Episode 8 of the BeNext Radio Show features a conversation with Mohammad Naciri, Regional Director for Asia and the Pacific at UN Women and Representative in Thailand and a Lighthouse Keeper Speaker on the BeNext Gender Balance: Promoting Women Program.
For women across the globe, the COVID-19 pandemic has created the ‘perfect storm’ of economic, social and health impacts. Before this crisis the majority of recessions were either 'mancessions' or affected men and women equally. This time around, however, there has been a disproportionate effect on women.
The BeNext program on Gender Balance: Promoting Women addresses these issues and more. Running July 12th — 13th August 2021, this program is designed for women leaders committed to accelerating their career growth within their organization, and learning critical skills for heading up teams. The aim of this program is to help identify opportunities to overcome obstacles and speed up the realization of your own potential and the potential of others.

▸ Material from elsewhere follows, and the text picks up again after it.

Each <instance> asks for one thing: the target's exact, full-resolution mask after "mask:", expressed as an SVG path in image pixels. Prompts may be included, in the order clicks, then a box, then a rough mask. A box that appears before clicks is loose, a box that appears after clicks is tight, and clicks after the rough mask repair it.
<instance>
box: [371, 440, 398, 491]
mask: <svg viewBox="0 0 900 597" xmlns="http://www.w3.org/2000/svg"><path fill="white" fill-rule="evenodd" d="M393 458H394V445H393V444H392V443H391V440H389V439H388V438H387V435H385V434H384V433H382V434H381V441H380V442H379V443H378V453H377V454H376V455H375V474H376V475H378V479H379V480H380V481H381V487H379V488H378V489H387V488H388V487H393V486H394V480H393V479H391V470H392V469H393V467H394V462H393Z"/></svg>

In this insightful conversation with People Matters, Mohammad discusses how the events of the last year and a half have affected existing gender inequalities and what might be some of the challenges for women to achieve equity with men going forward.
Women & Insecure Labor
One of the main reasons COVID-19 has had such a huge impact on women is their disproportionate representation in frontline and insecure labour. “The impact of crisis and pandemics are never gender equal. The COVID pandemic has exposed existing inequalities and brought to the forefront issues that were not necessarily taken seriously before,” Mohammad outlines. “Women and girls are playing a disproportionate role in responding to the disease, such as frontline health care workers, carers at home and community leaders and mobilization across the world. Women are also suffering from job losses as they disproportionately work in insecure labor.”
Think Manager, Think Male
A central theme of the Gender Balance: Promoting Women program is the persistent stereotype of men as somehow better suited to leadership roles. In 1973, organizational psychologist Dr Virginia Schein conducted a study of the negative impacts of gender stereotypes on the “entry, success and advancement” of women in corporate life. This study became known as ‘Think Manager, Think Male' and is used to describe how certain traits are inherently or automatically associated with both men and leaders to the detriment of women’s advancement.
Mohammad discussed this idea with People Matters further, sharing that “the notion of leadership and management is very stereotypically male-dominated. There is also observation that many women take up an approach similar to their male peers when they reach leadership positions,” pointing to the example of Michelle Bachelet, former President of Chile, who once said she was never taken seriously by her people.
Mohammad added that: “We really need to move away from equating leadership and management with volatility and with being able to make ugly decisions. We need a wider definition of leadership to encompass these notions like kindness, compassion, empathy, relativity, an all-rounded definition of leadership,” to bring out the elements of all genders that complement one another.
A Better Tomorrow
In the face of all these startling statistics, it can be easy to feel there is no hope for a better world, or that things are tipping backwards in terms of gender balance. As someone who has spent their life working towards improving the status of women and girls around the world, Mohammad himself admits to moments of pessimism:
“Sometimes I wake up in the morning and I feel deflated,” he says. “The issues continue to exist and with COVID, we do see regression on many of the fronts, especially on the rights of women and girls in so many parts of the world, something that we have fought for for so many decades.”
However, Mohammad is inspired by the actions and mindsets of young people who are still striving for transformation. “And then I pinch myself when I say no, you cannot do that, because we have to continue to be hopeful. And when I connect with the younger generations - men and women and all genders - and I get from them this zest for life and this passion and compassion and energy, I get assured that tomorrow is better than today. Look at these young people who are still hoping for a better tomorrow and who are working for a better tomorrow. And let us join them. And let us follow their steps.”